Einige Politiker in Kiew sehen in dem Gesetz die Gefahr einer schleichenden Abspaltung der Ostukraine. Die Separatisten äußerten sich skeptisch zu den Vorschlägen. Sie kündigten aber eine Prüfung von Poroschenkos Gesetz an. Poroschenko hatte zuletzt mit Kremlchef Wladimir Putin und mit Kanzlerin Angela Merkel immer wieder über einen Ausweg aus der Krise gesprochen.

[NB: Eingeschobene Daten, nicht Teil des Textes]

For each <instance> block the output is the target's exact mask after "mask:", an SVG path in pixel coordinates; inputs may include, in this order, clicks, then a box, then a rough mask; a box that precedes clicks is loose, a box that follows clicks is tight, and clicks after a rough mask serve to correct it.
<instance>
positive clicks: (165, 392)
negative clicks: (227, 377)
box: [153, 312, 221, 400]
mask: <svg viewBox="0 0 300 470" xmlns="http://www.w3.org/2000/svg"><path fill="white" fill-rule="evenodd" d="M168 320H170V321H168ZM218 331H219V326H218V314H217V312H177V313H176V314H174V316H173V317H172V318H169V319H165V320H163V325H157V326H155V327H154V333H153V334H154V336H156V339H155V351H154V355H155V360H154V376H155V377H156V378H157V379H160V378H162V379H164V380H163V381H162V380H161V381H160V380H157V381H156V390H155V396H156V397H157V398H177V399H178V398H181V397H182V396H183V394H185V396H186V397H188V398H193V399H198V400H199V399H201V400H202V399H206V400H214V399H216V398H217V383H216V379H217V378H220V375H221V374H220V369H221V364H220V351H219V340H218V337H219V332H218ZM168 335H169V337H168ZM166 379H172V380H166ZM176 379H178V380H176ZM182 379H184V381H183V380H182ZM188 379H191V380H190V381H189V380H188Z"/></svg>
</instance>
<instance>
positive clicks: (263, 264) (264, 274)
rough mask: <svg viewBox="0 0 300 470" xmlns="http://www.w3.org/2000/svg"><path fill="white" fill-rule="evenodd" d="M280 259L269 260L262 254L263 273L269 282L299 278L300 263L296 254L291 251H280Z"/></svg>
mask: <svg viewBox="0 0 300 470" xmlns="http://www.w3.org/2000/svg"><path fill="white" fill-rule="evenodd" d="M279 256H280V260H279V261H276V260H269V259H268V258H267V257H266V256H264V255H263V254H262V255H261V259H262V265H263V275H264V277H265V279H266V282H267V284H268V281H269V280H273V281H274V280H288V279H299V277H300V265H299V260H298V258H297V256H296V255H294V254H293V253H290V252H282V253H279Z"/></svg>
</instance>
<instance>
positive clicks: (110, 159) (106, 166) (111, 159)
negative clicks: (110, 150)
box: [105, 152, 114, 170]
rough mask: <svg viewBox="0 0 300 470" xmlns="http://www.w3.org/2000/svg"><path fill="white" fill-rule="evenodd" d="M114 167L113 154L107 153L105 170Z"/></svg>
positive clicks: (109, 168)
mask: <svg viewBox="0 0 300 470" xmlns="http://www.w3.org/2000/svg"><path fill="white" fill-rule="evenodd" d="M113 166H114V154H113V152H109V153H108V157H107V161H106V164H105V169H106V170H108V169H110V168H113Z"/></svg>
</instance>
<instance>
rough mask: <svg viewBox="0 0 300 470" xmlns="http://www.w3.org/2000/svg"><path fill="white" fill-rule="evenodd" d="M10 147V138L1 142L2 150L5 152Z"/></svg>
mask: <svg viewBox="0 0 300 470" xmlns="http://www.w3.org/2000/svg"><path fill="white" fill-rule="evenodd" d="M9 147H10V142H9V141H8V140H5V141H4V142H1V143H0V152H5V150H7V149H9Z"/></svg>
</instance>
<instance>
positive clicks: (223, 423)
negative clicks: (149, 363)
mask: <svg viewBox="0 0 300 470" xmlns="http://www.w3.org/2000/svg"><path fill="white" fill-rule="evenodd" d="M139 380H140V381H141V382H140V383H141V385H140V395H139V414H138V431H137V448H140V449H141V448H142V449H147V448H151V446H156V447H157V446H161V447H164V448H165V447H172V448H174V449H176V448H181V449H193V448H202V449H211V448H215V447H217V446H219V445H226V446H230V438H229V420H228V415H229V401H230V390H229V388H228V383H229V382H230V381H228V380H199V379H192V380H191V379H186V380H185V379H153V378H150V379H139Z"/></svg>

Bundeswehr prüft Drohneneinsatz

In der Umgebung der Rebellenhochburg Luhansk sollen zur Überwachung des Waffenstillstands unbewaffnete Drohnen der Organisation für Sicherheit und Zusammenarbeit in Europa, OSZE, stationiert werden und zum Einsatz kommen. Deutschland will sich an der Mission beteiligen.

"Luna" könnte bald in der Ostukraine fliegen.
"Luna" könnte bald in der Ostukraine fliegen.(Foto: dpa)

Die Bundeswehr prüft nun den Einsatz von Aufklärungsdrohnen im Osten der Ukraine. Dazu sei ein 16 Mitglieder umfassendes Erkundungsteam in den osteuropäischen Staat entsandt worden, teilte die Bundeswehr mit. Gemeinsam mit einem französischen Team solle bis zu fünf Tage lang untersucht werden, welche Voraussetzungen für den Einsatz der unbemannten Flugzeuge nötig seien. Als Stationierungsort werde die Umgebung von Luhansk ins Auge gefasst.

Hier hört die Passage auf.